The actual decision to come back to Provo was somewhat abrupt and I ended up moving into the first place I could find.  I moved down in the middle of the summer of 2008 and I lived in the place I found through winter semester of 2009.  I can't tell you exactly when this event occurred besides sometime while I lived in that house.  Essentially, one night I had a...spiritual breakdown shall we call it?  It began simply with loneliness.  I've always been susceptible to the latenight lonelies.  But that night it got worse and worse.  I remembered all those New Era articles I read about how other people had felt lonely and then they prayed and they "felt the arms of [their] dear Savior surround them and His love fill them."  So I asked God to let me feel that love.  Let me feel those arms around me.  I didn't feel anything at all.  And as I waited to feel the love I'd been promised was there waiting for me I started to ask myself a question.  It was the question that I think a lot of other people my age are also asking themselves.  What if none of it is true?  What if it is all just a big lie, or manipulation, or even just a well-intentioned wish?  What then?  I think I can say that it was the worst night of my life.  Because as I asked myself that question, I also asked God.  The God who, in all my twenty-some years of life had only had anything to say to me maybe two times.  And all this time I'd been ok with that.  I knew I wasn't good enough or devout enough to warrant the sort of constant spiritual intervention that I'd heard about other people having.  I didn't blame God for thusfar leaving me be.  But that night was different.  I needed something, anything at all.  I would have been content with a brusque "get over yourself" even.  I just wanted the tiniest shred of reassurance that my entire life hadn't been built around the world's greatest self-sustaining con.  I eventually cried myself out and fell asleep exhausted.

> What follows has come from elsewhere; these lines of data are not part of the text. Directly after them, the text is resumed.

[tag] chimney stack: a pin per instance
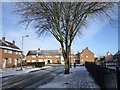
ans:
(3, 38)
(13, 42)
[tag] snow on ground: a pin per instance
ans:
(15, 71)
(78, 78)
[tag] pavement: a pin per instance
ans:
(79, 77)
(32, 79)
(52, 77)
(7, 72)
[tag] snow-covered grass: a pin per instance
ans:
(15, 71)
(79, 77)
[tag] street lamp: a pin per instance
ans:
(22, 47)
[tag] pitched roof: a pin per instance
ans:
(44, 52)
(8, 45)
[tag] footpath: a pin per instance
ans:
(79, 77)
(7, 72)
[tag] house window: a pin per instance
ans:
(82, 55)
(16, 52)
(82, 60)
(33, 60)
(5, 51)
(9, 60)
(33, 56)
(9, 51)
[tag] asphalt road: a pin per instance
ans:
(32, 79)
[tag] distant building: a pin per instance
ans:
(11, 55)
(116, 58)
(85, 56)
(108, 59)
(47, 56)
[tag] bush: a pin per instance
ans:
(36, 64)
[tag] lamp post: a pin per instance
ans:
(22, 47)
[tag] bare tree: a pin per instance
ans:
(62, 19)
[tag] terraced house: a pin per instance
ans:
(10, 54)
(47, 56)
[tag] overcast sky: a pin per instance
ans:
(100, 36)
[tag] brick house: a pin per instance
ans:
(85, 56)
(11, 55)
(47, 56)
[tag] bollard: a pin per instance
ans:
(74, 65)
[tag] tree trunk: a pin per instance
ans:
(66, 66)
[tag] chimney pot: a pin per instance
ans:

I woke up the next day with the the question in my head "What now?"  What was I supposed to do?  I'd been let down by God.  I had asked and He had said nothing.  But on the other hand...I had survived.  I'd made it through that awful night, and, thankfully, in the light of day I didn't feel the same passionate anguish I'd felt the night before.  I was just confused.  I didn't know what was supposed to happen.

A few days later in one of my classes we were assigned to read a book of poetry called The Stream and the Sapphire by Denise Levertov.  In it I found this poem:

Suspended
I had grasped God's garment in the void
but my hand slipped
on the rich silk of it.
The 'everlasting arms' my sister loved to remember
must have upheld my leaden weight
from falling, even so,
for though I claw at empty air and feel
nothing, no embrace,
I have not plummetted.

I have never ever cared for poetry, but that poem practically slapped me in the face when I read it.  There it was.  I had grasped at God's garment that night and my hands had slipped.  But what she said appealed to me.  "For though I claw at empty air and feel nothing, no embrace, I have not plummeted."  Neither had I.  I had made it through my night of pain and abandonment and I came out the other side.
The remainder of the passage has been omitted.